Jon Forster, the local’s first vice president, and Leon Soffin, a Local 375 retiree and advisor, testified Jan. 24 before the City Council Committee on Contracts. The committee, chaired by Robert Jackson, is exploring whether the legislation should be modified.

Cost analysis
The law requires agencies to do a comparative cost analysis if they plan to award a contract of more than $100,000 that will displace city workers.

But, as Local 375 representatives testified, the law is ineffective because an agency may go ahead with its plan even if its report shows that contracting won’t save money.

Local 375’s effort reflects the concern of public employees citywide for strengthening legal protections against contracting out. With the support of DC 37, the Municipal Labor Committee, an umbrella group representing city unions, has set up a task force to recommend improvements in Local Law 35.

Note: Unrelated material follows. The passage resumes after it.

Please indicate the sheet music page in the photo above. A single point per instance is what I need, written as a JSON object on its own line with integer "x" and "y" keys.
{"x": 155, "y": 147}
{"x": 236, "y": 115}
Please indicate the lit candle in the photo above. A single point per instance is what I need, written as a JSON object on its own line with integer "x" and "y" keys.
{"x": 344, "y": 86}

At the hearing, Mr. Jackson acknowledged that if agencies proceed with contracting proposals that jeopardize jobs or waste tax dollars, all the City Council can do is hold a hearing.

“City agencies typically justify such contracts by saying that they do not have enough staff or
in-house expertise to do the job,” Soffin said.

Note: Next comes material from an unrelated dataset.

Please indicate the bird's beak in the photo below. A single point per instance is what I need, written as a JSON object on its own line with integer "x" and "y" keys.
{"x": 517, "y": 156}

Local 375 wants the law to prohibit contracting out unless a cost-benefit analysis shows it will save at least 10 percent of the cost of doing the job in-house.

Forster informed the City Council Contracts Committee about instances where the law failed:

  • Design and Construction, which recently put five contracts out to bid for construction management work usually done by resident engineers represented by Local 375.
  • Environmental Protection, which last year sought to farm out construction management of Water Tunnel No. 3. Local 375 stopped the process in negotiations, not through Local Law 35.
  • Parks and Recreation, where the city is using the shrunken ranks of surveyors represented by Local 375 to justify the use of outside consultants.

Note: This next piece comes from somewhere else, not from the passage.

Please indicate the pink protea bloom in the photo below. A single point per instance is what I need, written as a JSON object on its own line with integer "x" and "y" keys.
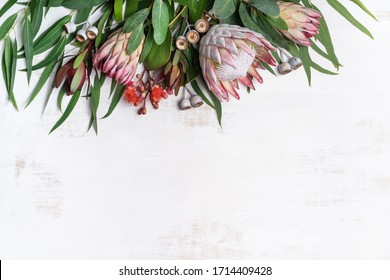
{"x": 302, "y": 22}
{"x": 112, "y": 58}
{"x": 230, "y": 54}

As the city downsizes and lays off employees, contracting out in a sense becomes inevitable, Forster suggested.

Local Law 35 should curb such practices by requiring agencies to perform cost-benefit analyses before they use budget restorations to hire consultants to do the work once done by public employees, Forster said.

And agencies should be required to fill vacancies before considering contracting out, he said.